Database Indexing & Query Optimization
📖 Concept
Database indexing is one of the most impactful performance optimizations in system design. A well-placed index can turn a 30-second query into a 5-millisecond one. Understanding how indexes work helps you design schemas that perform well at scale.
How Indexes Work
Without an index, the database performs a full table scan — reading every row to find matches. An index is a separate data structure (usually a B-Tree or B+ Tree) that maintains a sorted reference to rows, enabling fast lookups.

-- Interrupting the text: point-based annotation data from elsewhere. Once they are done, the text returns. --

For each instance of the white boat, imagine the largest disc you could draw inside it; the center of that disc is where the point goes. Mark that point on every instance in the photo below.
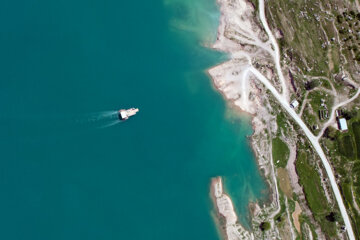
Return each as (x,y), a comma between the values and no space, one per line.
(124,114)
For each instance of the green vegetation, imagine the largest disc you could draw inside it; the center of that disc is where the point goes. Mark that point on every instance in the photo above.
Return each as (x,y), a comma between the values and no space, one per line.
(264,226)
(310,180)
(280,152)
(281,122)
(319,98)
(346,160)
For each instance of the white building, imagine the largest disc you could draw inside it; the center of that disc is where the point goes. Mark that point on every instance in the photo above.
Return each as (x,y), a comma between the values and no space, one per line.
(342,124)
(294,104)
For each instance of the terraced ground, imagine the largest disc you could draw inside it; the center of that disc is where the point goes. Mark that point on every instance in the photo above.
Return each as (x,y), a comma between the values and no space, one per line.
(320,46)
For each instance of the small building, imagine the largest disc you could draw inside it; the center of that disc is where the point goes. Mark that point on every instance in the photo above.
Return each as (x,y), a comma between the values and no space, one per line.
(294,104)
(342,124)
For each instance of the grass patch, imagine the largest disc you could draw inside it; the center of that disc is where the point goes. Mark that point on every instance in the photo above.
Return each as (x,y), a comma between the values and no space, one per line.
(345,146)
(280,152)
(310,181)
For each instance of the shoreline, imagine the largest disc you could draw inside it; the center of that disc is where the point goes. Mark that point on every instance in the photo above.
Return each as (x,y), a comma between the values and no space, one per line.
(243,98)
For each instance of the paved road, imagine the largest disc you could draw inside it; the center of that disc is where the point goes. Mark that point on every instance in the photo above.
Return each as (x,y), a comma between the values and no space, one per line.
(314,141)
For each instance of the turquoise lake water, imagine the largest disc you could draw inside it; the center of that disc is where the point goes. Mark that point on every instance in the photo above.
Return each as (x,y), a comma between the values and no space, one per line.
(64,67)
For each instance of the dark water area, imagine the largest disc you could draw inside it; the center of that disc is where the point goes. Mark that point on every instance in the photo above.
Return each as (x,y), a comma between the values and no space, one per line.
(65,68)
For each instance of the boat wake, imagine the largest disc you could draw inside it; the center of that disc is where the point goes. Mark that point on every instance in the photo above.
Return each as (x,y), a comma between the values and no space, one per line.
(99,119)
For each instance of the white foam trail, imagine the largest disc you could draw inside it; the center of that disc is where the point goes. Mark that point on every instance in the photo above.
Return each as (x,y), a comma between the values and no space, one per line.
(111,124)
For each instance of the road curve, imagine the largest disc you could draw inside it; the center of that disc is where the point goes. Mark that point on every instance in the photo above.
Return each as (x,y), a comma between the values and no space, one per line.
(273,41)
(314,141)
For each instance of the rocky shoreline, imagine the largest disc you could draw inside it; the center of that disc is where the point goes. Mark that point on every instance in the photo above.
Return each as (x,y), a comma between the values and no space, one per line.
(232,80)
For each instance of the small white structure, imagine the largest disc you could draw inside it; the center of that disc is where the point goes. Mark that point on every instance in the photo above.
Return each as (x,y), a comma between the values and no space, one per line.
(342,124)
(294,104)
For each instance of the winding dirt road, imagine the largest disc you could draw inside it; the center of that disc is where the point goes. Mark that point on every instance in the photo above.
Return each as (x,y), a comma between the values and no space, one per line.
(283,100)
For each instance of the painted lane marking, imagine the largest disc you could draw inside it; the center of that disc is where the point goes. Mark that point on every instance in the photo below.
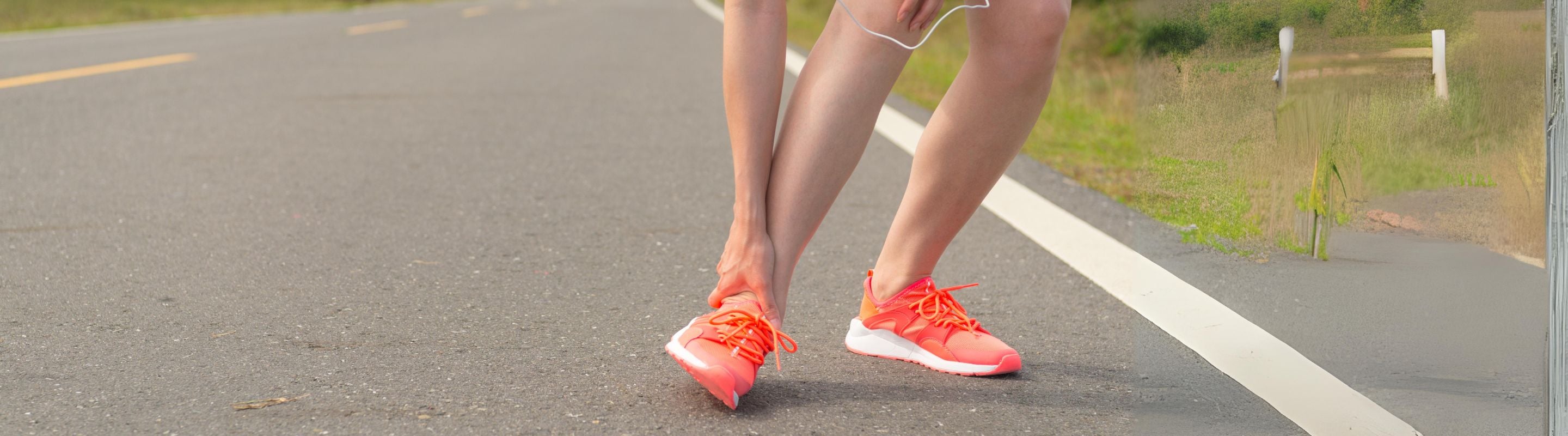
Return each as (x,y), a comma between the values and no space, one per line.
(85,71)
(1271,369)
(357,31)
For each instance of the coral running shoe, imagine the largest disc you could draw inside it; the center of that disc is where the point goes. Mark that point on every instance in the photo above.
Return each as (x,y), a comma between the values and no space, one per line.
(926,325)
(724,349)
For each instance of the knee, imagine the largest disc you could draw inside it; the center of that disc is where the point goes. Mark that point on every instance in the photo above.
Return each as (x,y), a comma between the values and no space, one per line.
(875,16)
(1029,43)
(755,7)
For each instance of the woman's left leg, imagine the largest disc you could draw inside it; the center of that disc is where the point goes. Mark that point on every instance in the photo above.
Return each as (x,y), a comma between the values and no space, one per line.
(974,134)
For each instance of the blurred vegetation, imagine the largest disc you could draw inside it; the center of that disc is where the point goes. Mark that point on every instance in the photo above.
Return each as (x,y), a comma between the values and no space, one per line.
(32,15)
(1170,109)
(1362,120)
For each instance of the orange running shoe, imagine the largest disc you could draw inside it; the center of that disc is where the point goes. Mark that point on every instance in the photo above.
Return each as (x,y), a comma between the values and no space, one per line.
(725,349)
(926,325)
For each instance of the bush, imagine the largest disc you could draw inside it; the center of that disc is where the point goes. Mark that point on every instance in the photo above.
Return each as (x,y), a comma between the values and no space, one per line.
(1173,37)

B-Tree Index (Most Common)
| Operation | Without Index | With B-Tree Index |
|---|---|---|
Point lookup (WHERE id = 123) |
O(n) — scan all rows | O(log n) — tree traversal |
Range query (WHERE age > 25) |
O(n) | O(log n + k) where k = results |
| Insert | O(1) | O(log n) — must update index |
| Update indexed column | O(1) | O(log n) — must update index |
Index Types
| Type | Description | Use Case |
|---|---|---|
| B-Tree | Balanced tree, default for most DBs | General purpose, range queries |
| Hash | Direct key → location mapping | Exact-match lookups only |
| GIN (Generalized Inverted) | For multi-valued columns | Full-text search, JSONB, arrays |
| GiST (Generalized Search Tree) | For spatial/geometric data | Geographic queries, nearest-neighbor |
| BRIN (Block Range Index) | For naturally ordered data | Time-series, sequential IDs |
| Bitmap | Bit array per distinct value | Low-cardinality columns (status, gender) |
Index Design Principles
- Index columns you WHERE, JOIN, and ORDER BY on — not every column
- Composite indexes: Put high-cardinality columns first (e.g.,
(user_id, created_at)not(created_at, user_id)) - Covering indexes: Include all columns a query needs so the DB never touches the main table (index-only scan)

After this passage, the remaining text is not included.